DR CONGO – An epidemic of meningitis has been declared in northeastern DR Congo, where 129 people have died, the World Health Organization (WHO) has said.

A total of 261 suspected cases have been recorded so far, amounting to a high case fatality ratio of 50%, the WHO’s Africa branch said in a statement.

“Confirmatory tests carried out by the Institut Pasteur in Paris detected Neisseria meningitidis -– one of the most frequent types of bacterial meningitis with the potential to cause large epidemics,” it said.

Meningitis is an infection of the lining surrounding the brain and spinal cord, transmitted through respiratory droplets or throat secretions from those infected.

The disease is potentially fatal and without treatment can cause neurological damage, especially deafness and mental retardation among young children.

Six strains of the N meningitidis germ are notorious for causing epidemics. However, the early symptoms of the disease — headaches and fever — can be difficult to spot as they are similar to other common ailments.

The epicentre of the outbreak is in Banalia, in Tshopo province.

Health officials in the Democratic Republic of Congo have deployed an initial emergency team there and the WHO is bringing in additional drugs and experts, the statement said.

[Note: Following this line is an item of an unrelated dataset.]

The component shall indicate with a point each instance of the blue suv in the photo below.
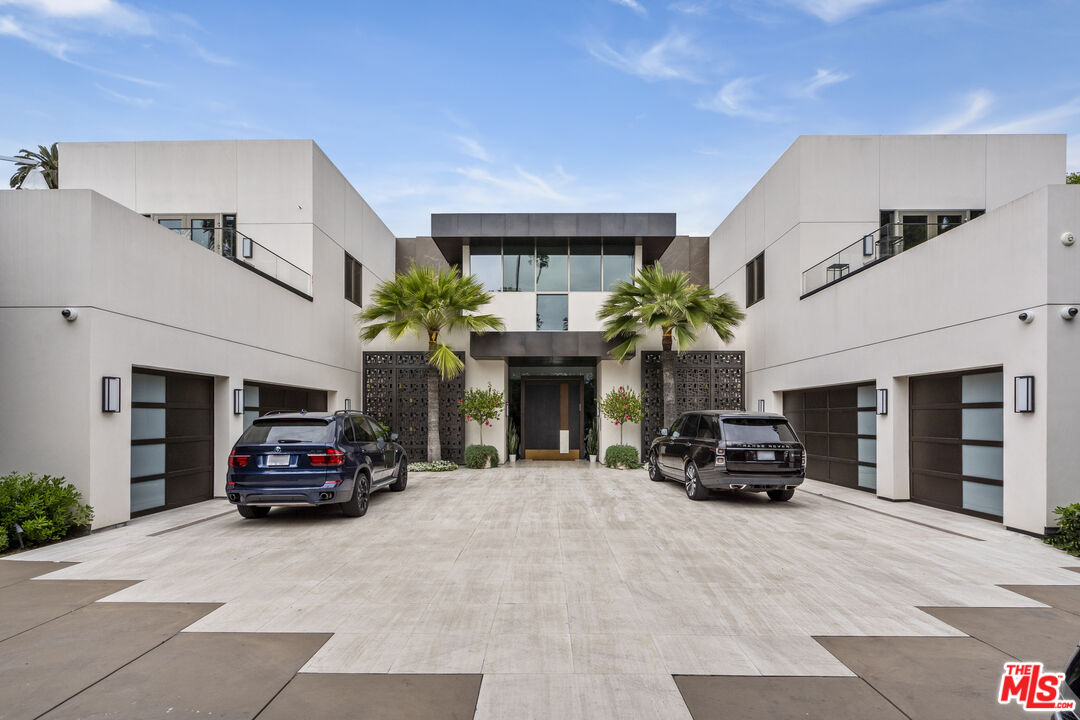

We are moving fast, delivering medicines and deploying experts to support the government’s efforts to bring the outbreak under control in the shortest possible time,” said Matshidiso Moeti, the WHO’s regional director for Africa. 

In 2016, more than 1.6 million people aged below 30 were vaccinated in Tshopo, which lies in a “meningitis belt” of 26 countries, from Senegal to Ethiopia, that are particularly exposed to the disease.

In 2009, an epidemic in Kisangani, the capital of Tshopo, caused 15 fatalities out of 214 cases.

Bacterial meningitis is treatable with antibiotics, usually ciproflaxin, and preventative vaccines have been available for more than four decades, the WHO says on its website.   

West Africa has been experiencing an upsurge in epidemics despite the already huge challenge of Covid-19 already ravaging the continent.

In August, Guinea confirmed West Africa’s first ever case of Marburg virus, which has since been contained earning Guinea applause from the WHO. This happened shortly after the end of the February–June 2021 Ebola outbreak in the region.

Responding to Marburg, maintaining surveillance after the end of the Ebola outbreak as well as tackling the COVID-19 pandemic is a tough task,” Dr Mamadou Kourouma, a WHO field coordinator in Guinea.